Sour Ale Sourdough (Starter & Bread Recipe)
If you close your eyes, and take a second, you can put the taste of sourdough bread side-by-side with a sour ale. The flavor is liquid sourdough, the notes are so similar, and there is a good reason for that: it’s the same process.
Sourdough bakers and sour ale makers are cultivating the same thing: a wild yeast strain, as well as a wild bacteria called lactobacilli. Sourdough bread tastes sour because of the same two things that make sour ale taste that way. When combined, those two microscopic beasts team up to leaven your bread, ferment your beer, while bringing you that beautiful tang (*Not all sour ales contain lactobacilli, but plenty do).
Because of this, making your sourdough starter with a liquid that a master brewer already spent weeks ensuring contained both a wild yeast strain AND lactobacilli puts you ahead of the game. Water is fine, but a sour ale is like water with superpowers.
Things to keep in mind:
- The warmer the room, the quicker the starter will start. If you have a cold house, plan on the starter and the dough, taking much longer.

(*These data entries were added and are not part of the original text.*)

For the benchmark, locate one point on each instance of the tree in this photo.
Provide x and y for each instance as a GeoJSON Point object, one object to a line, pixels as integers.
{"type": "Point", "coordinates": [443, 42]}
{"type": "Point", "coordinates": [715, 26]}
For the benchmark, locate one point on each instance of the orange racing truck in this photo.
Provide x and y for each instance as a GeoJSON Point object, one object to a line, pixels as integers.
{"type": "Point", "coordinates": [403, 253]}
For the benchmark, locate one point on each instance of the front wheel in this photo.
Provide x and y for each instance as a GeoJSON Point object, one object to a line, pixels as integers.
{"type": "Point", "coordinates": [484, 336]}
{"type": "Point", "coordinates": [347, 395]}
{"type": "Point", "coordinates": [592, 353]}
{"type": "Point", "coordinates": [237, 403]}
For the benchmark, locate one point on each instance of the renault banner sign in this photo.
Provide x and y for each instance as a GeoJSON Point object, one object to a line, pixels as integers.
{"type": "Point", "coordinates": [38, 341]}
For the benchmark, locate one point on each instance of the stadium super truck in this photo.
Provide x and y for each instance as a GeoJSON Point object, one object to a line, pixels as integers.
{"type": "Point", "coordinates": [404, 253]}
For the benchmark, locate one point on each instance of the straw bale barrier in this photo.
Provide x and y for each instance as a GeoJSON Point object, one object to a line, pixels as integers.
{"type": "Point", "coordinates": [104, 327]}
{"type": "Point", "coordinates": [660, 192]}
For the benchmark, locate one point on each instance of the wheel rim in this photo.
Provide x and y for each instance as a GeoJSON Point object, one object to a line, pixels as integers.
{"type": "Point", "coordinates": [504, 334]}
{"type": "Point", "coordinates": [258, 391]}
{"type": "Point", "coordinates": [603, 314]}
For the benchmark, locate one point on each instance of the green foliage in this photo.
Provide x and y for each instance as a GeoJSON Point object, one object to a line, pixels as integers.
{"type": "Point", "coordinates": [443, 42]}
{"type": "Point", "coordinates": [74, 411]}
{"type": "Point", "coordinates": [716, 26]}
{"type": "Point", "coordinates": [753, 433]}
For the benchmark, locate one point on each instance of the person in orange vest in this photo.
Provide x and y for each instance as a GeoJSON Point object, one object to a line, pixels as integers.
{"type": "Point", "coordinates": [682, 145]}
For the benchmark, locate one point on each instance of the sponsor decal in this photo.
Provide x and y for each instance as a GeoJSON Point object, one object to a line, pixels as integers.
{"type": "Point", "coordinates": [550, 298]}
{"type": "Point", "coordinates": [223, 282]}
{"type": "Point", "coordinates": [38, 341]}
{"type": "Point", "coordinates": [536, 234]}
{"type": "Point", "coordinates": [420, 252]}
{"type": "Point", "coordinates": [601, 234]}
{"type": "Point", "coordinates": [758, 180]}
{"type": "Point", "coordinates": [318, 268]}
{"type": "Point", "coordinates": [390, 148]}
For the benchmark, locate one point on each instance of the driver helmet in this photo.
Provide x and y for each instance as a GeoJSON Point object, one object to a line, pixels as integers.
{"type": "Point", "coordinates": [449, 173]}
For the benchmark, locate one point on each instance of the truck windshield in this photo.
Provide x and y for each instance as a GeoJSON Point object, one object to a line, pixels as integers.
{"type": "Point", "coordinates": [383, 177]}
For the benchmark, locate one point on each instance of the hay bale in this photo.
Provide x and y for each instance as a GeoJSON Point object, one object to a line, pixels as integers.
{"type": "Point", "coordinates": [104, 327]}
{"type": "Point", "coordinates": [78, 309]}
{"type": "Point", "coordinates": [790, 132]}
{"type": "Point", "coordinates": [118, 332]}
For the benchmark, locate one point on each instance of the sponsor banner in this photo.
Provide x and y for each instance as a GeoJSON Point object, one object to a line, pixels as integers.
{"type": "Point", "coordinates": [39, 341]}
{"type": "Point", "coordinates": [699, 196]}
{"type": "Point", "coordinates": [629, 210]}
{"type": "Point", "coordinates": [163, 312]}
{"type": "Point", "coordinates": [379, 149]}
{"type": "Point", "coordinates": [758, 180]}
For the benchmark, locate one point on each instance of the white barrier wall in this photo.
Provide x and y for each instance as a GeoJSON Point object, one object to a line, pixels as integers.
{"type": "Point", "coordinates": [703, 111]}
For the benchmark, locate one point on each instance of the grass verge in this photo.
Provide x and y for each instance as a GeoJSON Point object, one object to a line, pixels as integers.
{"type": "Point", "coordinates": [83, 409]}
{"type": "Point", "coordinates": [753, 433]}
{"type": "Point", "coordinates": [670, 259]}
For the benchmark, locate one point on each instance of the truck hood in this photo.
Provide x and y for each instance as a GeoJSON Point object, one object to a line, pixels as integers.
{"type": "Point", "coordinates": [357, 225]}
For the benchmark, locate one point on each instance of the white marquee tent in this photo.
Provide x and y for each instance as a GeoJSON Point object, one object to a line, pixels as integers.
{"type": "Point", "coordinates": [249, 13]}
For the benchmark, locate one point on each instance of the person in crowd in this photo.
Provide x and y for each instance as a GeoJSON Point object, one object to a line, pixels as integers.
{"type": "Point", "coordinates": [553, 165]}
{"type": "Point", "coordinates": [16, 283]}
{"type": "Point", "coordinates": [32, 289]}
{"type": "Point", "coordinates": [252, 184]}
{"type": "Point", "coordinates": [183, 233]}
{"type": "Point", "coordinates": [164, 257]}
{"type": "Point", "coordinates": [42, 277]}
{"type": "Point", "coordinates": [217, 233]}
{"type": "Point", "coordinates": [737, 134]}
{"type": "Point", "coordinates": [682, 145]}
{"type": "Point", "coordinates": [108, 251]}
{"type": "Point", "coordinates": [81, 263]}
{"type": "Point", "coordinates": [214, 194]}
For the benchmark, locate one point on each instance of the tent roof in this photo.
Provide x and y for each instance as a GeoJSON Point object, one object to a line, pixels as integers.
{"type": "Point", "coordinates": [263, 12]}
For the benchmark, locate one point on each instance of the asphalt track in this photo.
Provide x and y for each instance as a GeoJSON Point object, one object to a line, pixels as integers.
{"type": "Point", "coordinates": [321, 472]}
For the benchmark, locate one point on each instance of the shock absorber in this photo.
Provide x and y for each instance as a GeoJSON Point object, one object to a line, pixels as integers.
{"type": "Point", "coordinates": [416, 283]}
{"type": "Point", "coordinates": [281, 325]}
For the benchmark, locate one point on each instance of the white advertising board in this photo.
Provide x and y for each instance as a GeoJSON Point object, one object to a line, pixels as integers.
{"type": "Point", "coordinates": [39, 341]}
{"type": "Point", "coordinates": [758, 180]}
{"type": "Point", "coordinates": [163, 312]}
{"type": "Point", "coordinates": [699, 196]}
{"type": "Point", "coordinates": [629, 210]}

- Avoid the temptation to clean the crock between feedings. Soap kills bacteria which is what you are trying to cultivate.
- If you want a more sour starter, feed less often (once you get to twice a day feedings, just feed once a day for a few days).
- Starting with a whole wheat or rye flour will give you a better likelihood of finding wild yeast as its less processed than all-purpose flour. Once you start, you can switch to all-purpose flour.
- If your mature starter is looking weak, try a few feedings with a sour ale instead of water.
- Adding a few tablespoons of starter to a regular bread recipe (along with all the rest of the ingredients including the commercial yeast), will help it rise higher and faster and give it a nice flavor.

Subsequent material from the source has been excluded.